Многое мне вспоминается при взгляде на эту синюю фотографию. Например, вечер, который я для себя обозначаю как День Рождения Чужого Мертвого Дедушки. В разгаре нашей прекрасной и восторженной дружбы с Сашей Мареевым возник спонтанный ритуал. Проведя какое-то время в русле медгерменевтических медитаций, порою поразительно глубоких и захватывающих, в моей квартире на Речном вокзале, мы затем неизменно шли в гости к бабушке Саши Мареева, которая жила неподалеку от моего дома, тоже на Речном вокзале, в одном из хрущевских домов на Смольной. Бабушка нас вкусно кормила. Это было счастливое попадание в классическую детскую ситуацию: ты с товарищем после катания на санках или игр в партизаны, в любом случае после какого-то захватывающего детского времяпрепровождения, приходишь к его бабушке поесть. Нас окутывал уют бабушкиной классической квартиры и классического обеда или ужина, который она ласково подносила. Какие-нибудь паровые котлетки, пюре по советскому канону, лежащий на тарелке кусочек соленого огурца, какой-нибудь супчик, например рассольник с кусочком хлеба. Под занавес, в качестве десерта, – чай с конфетой: глубочайшая ортодоксия, которая нежнейшим образом отогревала наши слегка замерзшие организмы. Это напоминало замерзание во время детских зимних игр, когда приходишь с горки весь облепленный снегом, таща за собой санки, и тебе кажется, что ты уже наполовину превратился в снежное существо, и ты весь поскрипываешь от какого-то волшебного инея, прохватившего тебя насквозь. В точно таком же состоянии мы приходили к бабушке Саши, но причиной этого состояния, этого инея была заморозка другого характера, хотя и очень близкого – кетаминовая соль, вызывающая (особенно при зимнем употреблении) сходные блаженные эффекты прекрасного подмерзания.
Происходило благостное размораживание у бабушки за поеданием пюре, винегрета. При этом считалось официально, что страна наша находится чуть ли не на грани голода, в магазине было крайне мало продуктов.

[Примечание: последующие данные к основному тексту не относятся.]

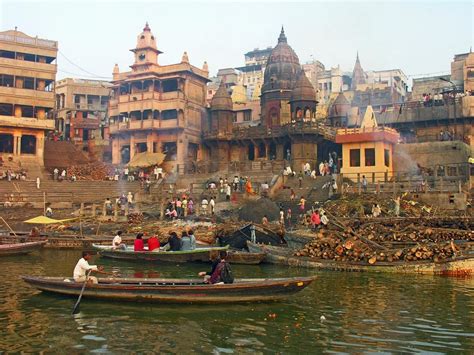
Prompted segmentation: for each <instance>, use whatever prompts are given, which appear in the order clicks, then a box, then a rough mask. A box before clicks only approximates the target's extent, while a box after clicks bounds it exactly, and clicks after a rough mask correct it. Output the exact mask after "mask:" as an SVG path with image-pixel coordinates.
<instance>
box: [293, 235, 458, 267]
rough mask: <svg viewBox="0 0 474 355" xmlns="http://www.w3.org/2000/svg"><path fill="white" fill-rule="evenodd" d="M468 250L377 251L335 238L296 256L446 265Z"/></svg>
mask: <svg viewBox="0 0 474 355" xmlns="http://www.w3.org/2000/svg"><path fill="white" fill-rule="evenodd" d="M464 248H465V247H461V246H456V245H455V244H454V243H453V242H452V241H450V242H442V243H436V244H419V245H416V246H414V247H407V248H400V249H384V250H380V249H376V248H374V247H373V246H372V245H369V244H367V243H366V242H364V241H362V240H360V239H358V238H357V237H353V238H351V239H347V240H345V241H343V240H340V239H334V238H328V237H325V238H322V239H318V238H315V239H314V240H313V241H312V242H310V243H308V244H307V245H306V246H305V247H304V248H303V249H301V250H299V251H296V252H295V254H294V255H295V256H305V257H310V258H316V259H323V260H334V261H352V262H365V263H368V264H371V265H373V264H375V263H377V262H395V261H406V262H410V261H420V260H431V261H435V262H437V261H442V260H445V259H448V258H452V257H454V256H456V255H458V253H459V252H462V250H463V249H464Z"/></svg>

Эпицентр периода, который мы называем «Межпутчье» (между Путчем Один и Путчем Два, то есть между августом 91-го и октябрем 93-го). Уже была объявлена гайдаровская экономическая либерализация. На улицах в центре Москвы стояли бесконечные люди, продающие всё что угодно. Мне запомнилась бабка, которая авторитетно предлагала крышку от графина. В те времена было очень интересно ходить по улицам Москвы, пробираясь сквозь густейшую толпу продающих абсолютно всё людей. Помню переход на «Пушкинской», как и все переходы в то время, тесно заполненный торгующими. Во всем этом было что-то совершенно некоммерческое – скорее, отъехавший массовый дзен. В ряду торгующих стояла парочка, которая страстно обнималась и целовалась. Вначале я подумал, что это просто целующаяся и обнимающаяся парочка, но потом понял, что они нечто продают, а именно живой образ своей любви. Возле парочки стоял магнитофон, из которого струилась музыка из кинофильма «Эммануэль». Под эту музыку парень и девушка, будучи полностью одетыми по причине зимы, очень страстно обнимались и целовались взасос, а рядом с ними находилась некая коробка, куда желающие могли бросить деньги за лицезрение этого замечательного эротического мини-шоу.
Это был первый товарный экстаз всего общества, официально разрешенный, который в силу своей экстатичности очень далеко отстоял от непосредственной товарной реальности. На продажу предлагалось абсолютно всё, включая поцелуи и объятия, а также возможность на них смотреть. Можно было увидеть человека, продающего один тапок, находящийся к тому же в очень плохом состоянии. Это была попытка экстатической товаризации всего. Не возбранялось отломить засохшую корку от мандарина и продавать. Это напоминало какую-то грандиозную концептуальную деятельность. Просто само участие в этом процессе, сама возможность стоять там и что-то предлагать на продажу уже внушали дикий экстаз населению. Считалось, что население выброшено на улицы какими-то крайними лишениями с целью что-нибудь продать, но это мрачное и всеприсущее убеждение контрастировало с невероятно веселой и безоблачной атмосферой, которая царила в этих рядах. При этом все старательно напускали на себя хмурый вид, но постоянно кто-то не выдерживал, начинал хохотать, или необузданно выкрикивать какой-то матерный текст, или приседать и пускаться в пляс. Ощущалось, что народ еле-еле сдерживает себя, чтобы не начать совершать нечто совсем оголтелое.